7/12/12

Place

I recently spent a week in New Mexico taking a writing class. Jumping from big eastern city to big rural desert and then back again was disorienting-- the place that I am plays a huge role in how I think of myself and of the world around me. But it was not disorienting in the way I had expected. I thought I would get to the desert and wonder why I was living in the city at all, when desert seems to fit me so well. Rather, I found myself making some peace with New York.

So, while the following poem-thing isn't directly in line with the contents of this blog, when I look back at what I wrote that week, this one seems important to my thinking, spiritual or otherwise.





Radio

Today it was the a.m. radio, murmuring news into my tent from the trailer next door, from where the man stood at the tiny kitchen window, washing his breakfast plate with slow circles of the rag.

The radio was not talking sense, rather, it was burbling like scratchy water, it was awakening me to something outside of myself, it was letting me know that I had let myself sleep in, something I will not do so often.

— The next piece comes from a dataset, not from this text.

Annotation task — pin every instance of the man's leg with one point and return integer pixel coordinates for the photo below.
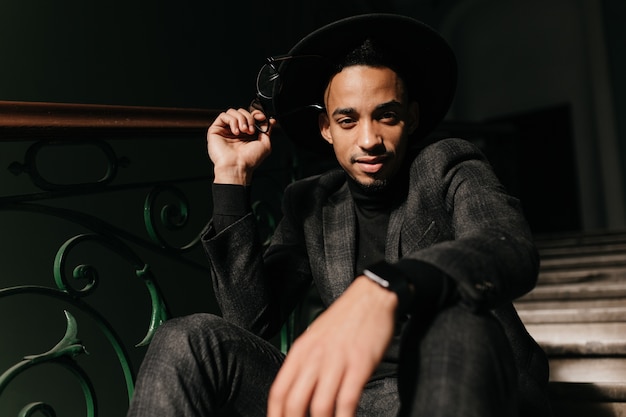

The sound was a strange tangle of red dirt and people walking on red dirt in sandals, it was nature and manmade, it made me remember that morning in the dunes and in the city hold some frequencies that are the same, that I do not let myself rest enough in either, that the morning of both places lift the fog of my mood just like the sun lifts up the mist that curled around the hills and the roof tops before dawn.

Yes, a radio is playing in a desert and it reminds me of 126th street, of buses backing up and the murmur of children walking themselves to school, and someone in the kitchen washing her breakfast plate with slow circles of a rag, and I do not mind the memory, I find that I can be pleased with either morning, that as hard as I try to separate these places they will twist and weave in my half-formed thoughts of waking.